The big cut down stage 3

The big Winter cut back is continuing and it is all go here. Whilst Cruella (my wife) was away I avoided the more dangerous stuff on account of the fact that the local hospital is low on my blood type. So mainly this has just been the big hedges and some Palms. But now Cruella is back from England (flew the usual way knees bent, leaning forward and holding on tight to the broomstick) I will be tackling the big Bay tree in my next post. Anyway, that excitement is for next time, let’s get going those Palms don’t cut themselves.

19th January: Things I have been doing lately

✂️ Cutting the big hedges. Along the front of our house we have planted a wide variety of hedging plants. These include Bignonia, Bougainvillea, Plumbago, standard Roses, Pink Trumpet Vine, Hibiscus, Lantana, Callestimon and a self seeded Pomegranate. I encourage all of these to grow in a riot of colour as they try to out compete each other for light and space. This means by the end of the summer I have a huge hedge that is massively overgrown and entangled. The photos below show parts of the hedge ready for cutting back. (Click on each photo for enlarged picture).

Now you can be pernickety about this and trim each plant individually, but this means you will still be doing it in June. Or, you can trim the sides uninformly then cut back all the tops to the same height. By doing this you create the illusion of a single hedge as opposed to individual plants. The only exception to this is the self seeded Pomegranate. As this fruits on old wood I leave it a little bit higher than the overall hedge to encourage more Pomegranate fruit. The picture below shows the trimmed hedge waiting to burst into glory in the Spring. (Click on each photo for enlarged picture).

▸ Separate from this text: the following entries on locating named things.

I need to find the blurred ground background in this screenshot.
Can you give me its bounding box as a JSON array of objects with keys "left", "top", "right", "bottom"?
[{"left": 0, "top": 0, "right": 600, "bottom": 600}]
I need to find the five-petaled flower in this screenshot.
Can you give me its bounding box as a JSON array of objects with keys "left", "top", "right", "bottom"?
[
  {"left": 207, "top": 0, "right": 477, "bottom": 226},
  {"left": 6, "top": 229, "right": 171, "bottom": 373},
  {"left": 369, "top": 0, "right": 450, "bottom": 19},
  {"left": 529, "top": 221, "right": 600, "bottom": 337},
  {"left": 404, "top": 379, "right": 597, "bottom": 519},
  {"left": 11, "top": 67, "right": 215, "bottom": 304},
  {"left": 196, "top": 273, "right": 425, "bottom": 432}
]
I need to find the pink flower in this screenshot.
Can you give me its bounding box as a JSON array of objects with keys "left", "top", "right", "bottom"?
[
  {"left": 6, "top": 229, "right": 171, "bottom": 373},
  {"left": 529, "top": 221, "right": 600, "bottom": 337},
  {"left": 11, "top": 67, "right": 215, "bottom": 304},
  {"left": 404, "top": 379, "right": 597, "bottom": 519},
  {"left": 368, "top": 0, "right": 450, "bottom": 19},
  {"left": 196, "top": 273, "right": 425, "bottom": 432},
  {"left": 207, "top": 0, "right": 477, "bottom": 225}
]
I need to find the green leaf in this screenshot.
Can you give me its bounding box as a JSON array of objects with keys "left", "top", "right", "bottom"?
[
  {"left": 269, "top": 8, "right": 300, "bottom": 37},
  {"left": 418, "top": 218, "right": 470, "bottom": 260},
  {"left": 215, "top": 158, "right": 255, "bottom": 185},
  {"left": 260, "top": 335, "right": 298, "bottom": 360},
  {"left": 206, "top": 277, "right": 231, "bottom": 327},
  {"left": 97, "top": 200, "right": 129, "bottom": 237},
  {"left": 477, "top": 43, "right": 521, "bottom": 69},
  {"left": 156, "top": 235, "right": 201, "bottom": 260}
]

🌴 Cutting back Palms. If you live in Spain you should know how to cut back Palms. But just to reiterate, try to keep your Palm fronds growing at a 45 degree angle. When they start to drop below this each branch will get very woody and become much harder to cut; you have been warned. The photos below show a section of my Palms ready to be cut back. (Click on each photo for enlarged picture).

You will note that the common denominator in each of these Palms is they are relatively reachable. Once you extend the ladder beyond one section you are in dangerous territory and more than likely in your local hospital casualty ward. The photo below shows some of my large Palms; these are over 40 foot high so definitely not to be tackled by the amateur but left to a professional Palmista.

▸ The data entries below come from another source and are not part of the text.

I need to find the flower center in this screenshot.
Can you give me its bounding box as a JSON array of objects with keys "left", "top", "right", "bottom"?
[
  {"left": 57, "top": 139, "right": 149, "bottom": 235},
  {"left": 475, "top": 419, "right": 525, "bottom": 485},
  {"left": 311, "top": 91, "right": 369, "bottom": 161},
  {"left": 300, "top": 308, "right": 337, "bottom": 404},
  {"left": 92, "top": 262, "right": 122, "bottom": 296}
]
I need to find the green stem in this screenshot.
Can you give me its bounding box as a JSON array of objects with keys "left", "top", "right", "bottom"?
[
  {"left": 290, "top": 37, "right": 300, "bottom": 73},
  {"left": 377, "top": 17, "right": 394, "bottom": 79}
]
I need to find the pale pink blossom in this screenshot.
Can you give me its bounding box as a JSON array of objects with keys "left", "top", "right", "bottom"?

The photos below show the newly trimmed Palms. If you can’t see the difference then I’m not speaking to you, it took ages. (Click on each photo for enlarged picture).

Author: spanishgarden

I live in both Spain and the UK and am a very keen gardener. I garden every day and enjoy sharing all the secrets that God allows us to discover in our gardens.

2 thoughts on “The big cut down stage 3”

  1. Hi Tony, you professionals are so purist. If I trimmed each plant individually I would still be there at Easter as there is almost 200 yards of hedge- forgive me.

    Yes the trunk in the photo is a Palm destroyed by the Palm Weevil that I cut down to about 10 feet then covered with wire mesh and have been growing Pink Trumpet Vine etc up it for about 5 years, it looks stunning in Summer.


  2. Oh my! You actually wrote about shearing it all together?!? That is one my pet peeves! Well, at least you are not a professional doing it at the home of a client.
    What is that palm stump thing in the second picture? Is it the trunk of a palm that was cut down? Oh my!
    At least you have desert fan palms, Washingtonia filifera. They are native to Southern California, and are the only palm that is native to California. They are what Palm Spring and all the desert towns with ‘palm’ in their names are named after. They are my favorite, but unfortunately do not do well here.